Por: Eduardo Ruíz-Healy
Ayer fue el Día Internacional de las Víctimas de
Desapariciones Forzadas y México es uno de los países en donde hay más
desaparecidos.
95,637 personas desaparecieron entre enero de 2007 y agosto
de 2023, según el Departamento de Investigación de Statista.com, que usó datos
de la Secretaría de Gobernación.
Durante ese periodo, la dependencia estuvo encabezada por
los panistas Francisco Ramírez Acuña (2006-2008), Juan Camilo Mouriño (2008),
Fernando Gómez-Mont (2008-2010), Francisco Blake (2010-2011) y Alejandro Poiré
(2011-2012), los priistas Miguel Ángel Osorio (2012-2018) y Alfonso Navarrete
(2018), y los morenistas Olga Sánchez Cordero (2018-2021), Adán Augusto López
(2021-2023) y Luisa María Alcalde (desde el 19 de junio pasado).
Todos, en cierta medida, tienen responsabilidad por no
resolver el problema de las desapariciones ocurridas durante su respectiva
gestión.
Según datos oficiales, más de 100,000 personas han
desaparecido en México desde 1964. La mayoría de estas desapariciones tuvieron
lugar después de que Calderón, buscando ganar popularidad tras su estrecha
victoria sobre Andrés Manuel López Obrador en las elecciones presidenciales de
julio de 2006, lanzó su sangrienta e injustificada guerra contra las drogas y
el crimen organizado en diciembre de ese año.
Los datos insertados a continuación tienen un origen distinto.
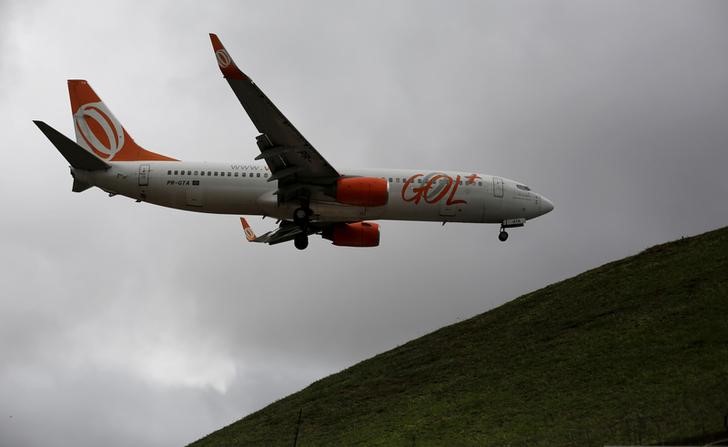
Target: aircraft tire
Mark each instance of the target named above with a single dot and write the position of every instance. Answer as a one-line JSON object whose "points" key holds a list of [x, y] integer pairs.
{"points": [[301, 241]]}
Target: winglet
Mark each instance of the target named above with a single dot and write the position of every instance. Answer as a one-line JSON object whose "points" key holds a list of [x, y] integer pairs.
{"points": [[225, 62], [249, 234]]}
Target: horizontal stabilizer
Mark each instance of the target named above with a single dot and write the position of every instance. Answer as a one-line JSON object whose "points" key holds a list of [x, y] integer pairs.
{"points": [[77, 156]]}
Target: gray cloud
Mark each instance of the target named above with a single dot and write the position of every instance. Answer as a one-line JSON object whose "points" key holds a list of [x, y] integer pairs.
{"points": [[122, 323]]}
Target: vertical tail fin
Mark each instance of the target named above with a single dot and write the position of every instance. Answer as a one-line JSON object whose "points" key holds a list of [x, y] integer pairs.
{"points": [[99, 132]]}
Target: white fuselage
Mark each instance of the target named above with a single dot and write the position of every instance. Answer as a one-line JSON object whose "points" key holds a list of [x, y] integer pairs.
{"points": [[244, 189]]}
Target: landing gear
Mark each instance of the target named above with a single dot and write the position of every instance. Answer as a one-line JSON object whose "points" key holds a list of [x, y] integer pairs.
{"points": [[301, 241], [302, 217], [503, 235]]}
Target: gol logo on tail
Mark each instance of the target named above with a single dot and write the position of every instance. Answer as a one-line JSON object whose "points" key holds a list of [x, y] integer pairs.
{"points": [[98, 128], [435, 187]]}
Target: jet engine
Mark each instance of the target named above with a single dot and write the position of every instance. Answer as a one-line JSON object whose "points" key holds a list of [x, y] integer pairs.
{"points": [[358, 234], [362, 191]]}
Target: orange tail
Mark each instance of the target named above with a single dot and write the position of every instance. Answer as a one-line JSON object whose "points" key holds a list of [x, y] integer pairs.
{"points": [[99, 132]]}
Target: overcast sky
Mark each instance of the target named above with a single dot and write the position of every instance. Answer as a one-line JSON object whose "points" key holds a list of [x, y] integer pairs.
{"points": [[129, 324]]}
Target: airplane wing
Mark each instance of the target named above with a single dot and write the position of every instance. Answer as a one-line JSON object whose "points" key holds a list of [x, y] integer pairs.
{"points": [[293, 161]]}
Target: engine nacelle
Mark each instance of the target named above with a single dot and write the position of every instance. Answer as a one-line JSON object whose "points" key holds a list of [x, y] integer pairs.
{"points": [[362, 191], [358, 234]]}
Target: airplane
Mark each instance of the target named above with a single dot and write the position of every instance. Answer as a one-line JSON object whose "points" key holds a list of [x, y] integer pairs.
{"points": [[294, 184]]}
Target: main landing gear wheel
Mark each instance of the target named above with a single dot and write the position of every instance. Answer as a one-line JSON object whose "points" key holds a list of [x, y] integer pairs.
{"points": [[301, 241], [301, 215]]}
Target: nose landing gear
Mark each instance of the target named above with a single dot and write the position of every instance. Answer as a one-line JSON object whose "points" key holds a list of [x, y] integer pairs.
{"points": [[301, 241], [510, 223]]}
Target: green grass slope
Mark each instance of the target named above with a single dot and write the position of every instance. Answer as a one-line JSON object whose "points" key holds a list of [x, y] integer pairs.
{"points": [[635, 351]]}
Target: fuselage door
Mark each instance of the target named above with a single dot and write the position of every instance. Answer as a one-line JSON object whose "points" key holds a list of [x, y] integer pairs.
{"points": [[143, 175], [497, 187]]}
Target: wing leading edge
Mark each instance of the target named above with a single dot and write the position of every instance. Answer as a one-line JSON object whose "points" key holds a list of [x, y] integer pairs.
{"points": [[293, 161]]}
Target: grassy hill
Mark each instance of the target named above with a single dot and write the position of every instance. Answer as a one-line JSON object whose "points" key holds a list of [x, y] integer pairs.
{"points": [[635, 351]]}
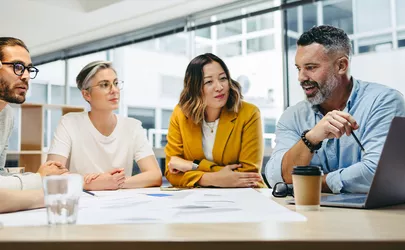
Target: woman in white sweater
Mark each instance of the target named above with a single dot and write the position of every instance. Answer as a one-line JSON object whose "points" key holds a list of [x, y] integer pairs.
{"points": [[99, 144]]}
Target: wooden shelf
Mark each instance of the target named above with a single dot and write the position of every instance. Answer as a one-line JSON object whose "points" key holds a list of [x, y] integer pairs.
{"points": [[31, 155]]}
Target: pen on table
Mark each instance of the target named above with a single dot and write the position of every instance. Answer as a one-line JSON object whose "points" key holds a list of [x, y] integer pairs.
{"points": [[90, 193], [358, 142]]}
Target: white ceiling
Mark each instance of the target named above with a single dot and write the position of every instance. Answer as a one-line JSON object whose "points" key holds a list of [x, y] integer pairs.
{"points": [[50, 25]]}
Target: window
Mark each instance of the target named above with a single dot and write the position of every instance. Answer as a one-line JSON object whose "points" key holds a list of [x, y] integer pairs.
{"points": [[166, 114], [400, 8], [57, 94], [260, 44], [171, 86], [309, 16], [53, 73], [229, 49], [377, 44], [261, 22], [146, 116], [372, 15], [339, 14], [176, 44], [230, 28], [401, 39]]}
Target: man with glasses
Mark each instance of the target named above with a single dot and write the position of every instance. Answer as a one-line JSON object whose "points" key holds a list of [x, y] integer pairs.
{"points": [[323, 129], [15, 72]]}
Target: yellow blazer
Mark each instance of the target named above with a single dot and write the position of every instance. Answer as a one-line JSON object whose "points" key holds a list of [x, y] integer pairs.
{"points": [[239, 140]]}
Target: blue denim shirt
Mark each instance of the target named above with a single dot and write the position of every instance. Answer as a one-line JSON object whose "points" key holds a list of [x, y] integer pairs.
{"points": [[348, 168]]}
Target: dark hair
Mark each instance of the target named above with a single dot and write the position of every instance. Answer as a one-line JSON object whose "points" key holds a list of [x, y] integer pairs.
{"points": [[332, 38], [10, 41], [191, 98]]}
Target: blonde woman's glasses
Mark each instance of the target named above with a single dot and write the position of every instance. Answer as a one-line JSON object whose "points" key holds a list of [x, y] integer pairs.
{"points": [[107, 86]]}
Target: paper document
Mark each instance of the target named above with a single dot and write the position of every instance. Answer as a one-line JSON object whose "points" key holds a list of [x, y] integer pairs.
{"points": [[150, 205]]}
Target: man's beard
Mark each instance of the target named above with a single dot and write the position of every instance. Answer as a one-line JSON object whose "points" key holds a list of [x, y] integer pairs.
{"points": [[325, 90], [8, 95]]}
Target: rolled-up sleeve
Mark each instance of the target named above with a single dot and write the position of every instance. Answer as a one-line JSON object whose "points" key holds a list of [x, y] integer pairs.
{"points": [[286, 137], [357, 178]]}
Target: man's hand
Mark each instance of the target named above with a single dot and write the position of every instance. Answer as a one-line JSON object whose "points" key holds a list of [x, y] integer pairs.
{"points": [[51, 168], [226, 177], [333, 125], [177, 165]]}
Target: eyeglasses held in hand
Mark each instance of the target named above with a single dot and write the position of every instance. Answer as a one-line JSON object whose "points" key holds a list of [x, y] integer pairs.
{"points": [[20, 68], [282, 189]]}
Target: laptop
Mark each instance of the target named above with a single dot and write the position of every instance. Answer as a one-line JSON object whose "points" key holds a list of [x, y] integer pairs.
{"points": [[388, 185]]}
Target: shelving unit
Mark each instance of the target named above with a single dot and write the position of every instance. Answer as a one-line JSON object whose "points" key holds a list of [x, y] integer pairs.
{"points": [[31, 154]]}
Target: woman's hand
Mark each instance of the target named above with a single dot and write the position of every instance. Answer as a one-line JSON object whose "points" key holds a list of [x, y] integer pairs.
{"points": [[226, 177], [177, 165]]}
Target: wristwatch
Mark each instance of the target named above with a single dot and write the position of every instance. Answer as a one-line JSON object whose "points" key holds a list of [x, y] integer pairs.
{"points": [[312, 147], [195, 165]]}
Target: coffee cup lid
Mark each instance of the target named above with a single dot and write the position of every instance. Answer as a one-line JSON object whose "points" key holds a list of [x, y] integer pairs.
{"points": [[307, 170]]}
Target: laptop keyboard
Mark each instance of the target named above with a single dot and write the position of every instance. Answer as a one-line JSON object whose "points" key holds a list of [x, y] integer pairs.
{"points": [[358, 199]]}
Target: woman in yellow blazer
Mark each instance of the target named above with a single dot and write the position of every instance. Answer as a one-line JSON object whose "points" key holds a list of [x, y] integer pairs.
{"points": [[214, 138]]}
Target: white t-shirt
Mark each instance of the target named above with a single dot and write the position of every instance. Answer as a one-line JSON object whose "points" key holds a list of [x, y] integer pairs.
{"points": [[209, 130], [88, 151]]}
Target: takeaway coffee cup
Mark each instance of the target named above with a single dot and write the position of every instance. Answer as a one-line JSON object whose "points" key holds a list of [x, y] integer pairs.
{"points": [[307, 183]]}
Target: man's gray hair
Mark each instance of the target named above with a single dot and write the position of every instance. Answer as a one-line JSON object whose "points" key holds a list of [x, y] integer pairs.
{"points": [[332, 38]]}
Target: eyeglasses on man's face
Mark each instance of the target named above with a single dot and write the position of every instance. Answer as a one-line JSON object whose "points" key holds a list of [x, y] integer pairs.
{"points": [[20, 68], [282, 189], [107, 86]]}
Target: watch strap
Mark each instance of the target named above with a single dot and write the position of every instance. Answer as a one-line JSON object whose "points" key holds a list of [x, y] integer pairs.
{"points": [[312, 148]]}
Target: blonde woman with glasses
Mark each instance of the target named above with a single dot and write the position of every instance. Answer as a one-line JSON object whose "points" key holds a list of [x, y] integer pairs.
{"points": [[99, 144], [215, 138]]}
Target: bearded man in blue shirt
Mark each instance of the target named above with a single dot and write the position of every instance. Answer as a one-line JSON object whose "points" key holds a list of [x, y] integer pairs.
{"points": [[317, 131]]}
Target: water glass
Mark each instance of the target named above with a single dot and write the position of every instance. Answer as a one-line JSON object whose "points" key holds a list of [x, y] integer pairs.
{"points": [[62, 193]]}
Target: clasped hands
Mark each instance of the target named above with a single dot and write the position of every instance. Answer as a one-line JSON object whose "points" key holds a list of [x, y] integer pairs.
{"points": [[226, 177], [111, 180]]}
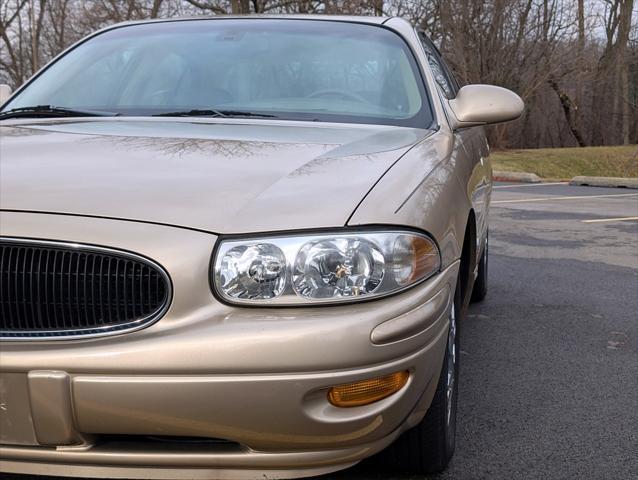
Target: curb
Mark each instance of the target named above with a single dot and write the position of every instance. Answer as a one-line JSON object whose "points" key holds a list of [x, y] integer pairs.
{"points": [[613, 182], [523, 177]]}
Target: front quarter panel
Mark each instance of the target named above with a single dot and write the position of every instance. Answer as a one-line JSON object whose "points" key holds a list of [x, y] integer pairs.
{"points": [[422, 190]]}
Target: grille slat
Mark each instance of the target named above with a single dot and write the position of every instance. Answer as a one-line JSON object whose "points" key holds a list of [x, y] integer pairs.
{"points": [[57, 290]]}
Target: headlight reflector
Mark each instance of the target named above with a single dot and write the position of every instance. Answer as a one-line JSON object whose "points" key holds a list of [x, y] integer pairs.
{"points": [[339, 267], [322, 268], [255, 272]]}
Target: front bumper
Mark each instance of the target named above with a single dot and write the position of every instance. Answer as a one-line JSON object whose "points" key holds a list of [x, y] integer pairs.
{"points": [[256, 378]]}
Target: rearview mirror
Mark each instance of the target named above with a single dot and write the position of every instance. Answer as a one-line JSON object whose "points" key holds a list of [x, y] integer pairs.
{"points": [[483, 105], [5, 93]]}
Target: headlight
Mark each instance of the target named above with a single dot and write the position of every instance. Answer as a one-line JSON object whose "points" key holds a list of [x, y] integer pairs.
{"points": [[322, 268]]}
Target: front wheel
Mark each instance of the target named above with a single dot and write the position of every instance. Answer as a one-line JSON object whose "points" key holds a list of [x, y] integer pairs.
{"points": [[429, 446], [479, 292]]}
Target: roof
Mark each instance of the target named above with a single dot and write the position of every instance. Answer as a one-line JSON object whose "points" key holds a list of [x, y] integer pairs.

Ni Calderón ni Peña Nieto
lograron ganar la guerra y disminuir el número de desapariciones, y Andrés
Manuel tampoco ha conseguido hacerlo.
Las causas de las desapariciones varían de un país a otro,
pero en México, las más comunes son: 1) la violencia generada por guerras,
terrorismo o crimen organizado; 2) la trata de personas, que obliga a de
hombres, mujeres, jóvenes y niños a realizar trabajos forzados o prostituirse;
3) las desapariciones orquestadas por el gobierno contra individuos vistos como
amenazas.
Es innegable que la mayoría de las personas desaparecidas en
México han sido víctimas del crimen organizado. Muchos nunca regresaron
probablemente por estar involucrados en actividades criminales, siendo
secuestrados y asesinados por bandas rivales y sus cadáveres echados al mar,
enterrados en algún lugar o disueltos en ácido. Otros cayeron en manos de
organizaciones de trata afiliadas a los principales cárteles de droga, como el
de Sinaloa, el Jalisco Nueva Generación, la Familia Michoacana y otras menos
poderosas. Un grupo más pequeño, como los 43 estudiantes de Iguala, Guerrero,
desaparecidos en 2014, fueron víctimas de funcionarios y policías en colusión
con el crimen organizado y fuerzas militares.
A pesar de la seriedad del problema, tanto el gobierno
federal como los estatales han dedicado escasos recursos para la localización
de estas personas, cuyas desapariciones seguramente han sido una experiencia
traumática y devastadora para sus familias. Parece que, para AMLO, los
gobernadores y demás responsables de resolver el problema les basta con
enviarles un abrazo solidario a estos familiares. Por ello, en diversos lugares
del país vemos a hombres, mujeres, jóvenes y hasta niños, armados de picos y
palas, buscando a sus seres queridos en basureros, cementerios y lugares
remotos e inhóspitos.
Ojalá que la próxima presidenta de México asuma totalmente
su responsabilidad y logre lo que no pudieron sus tres antecesores en el cargo.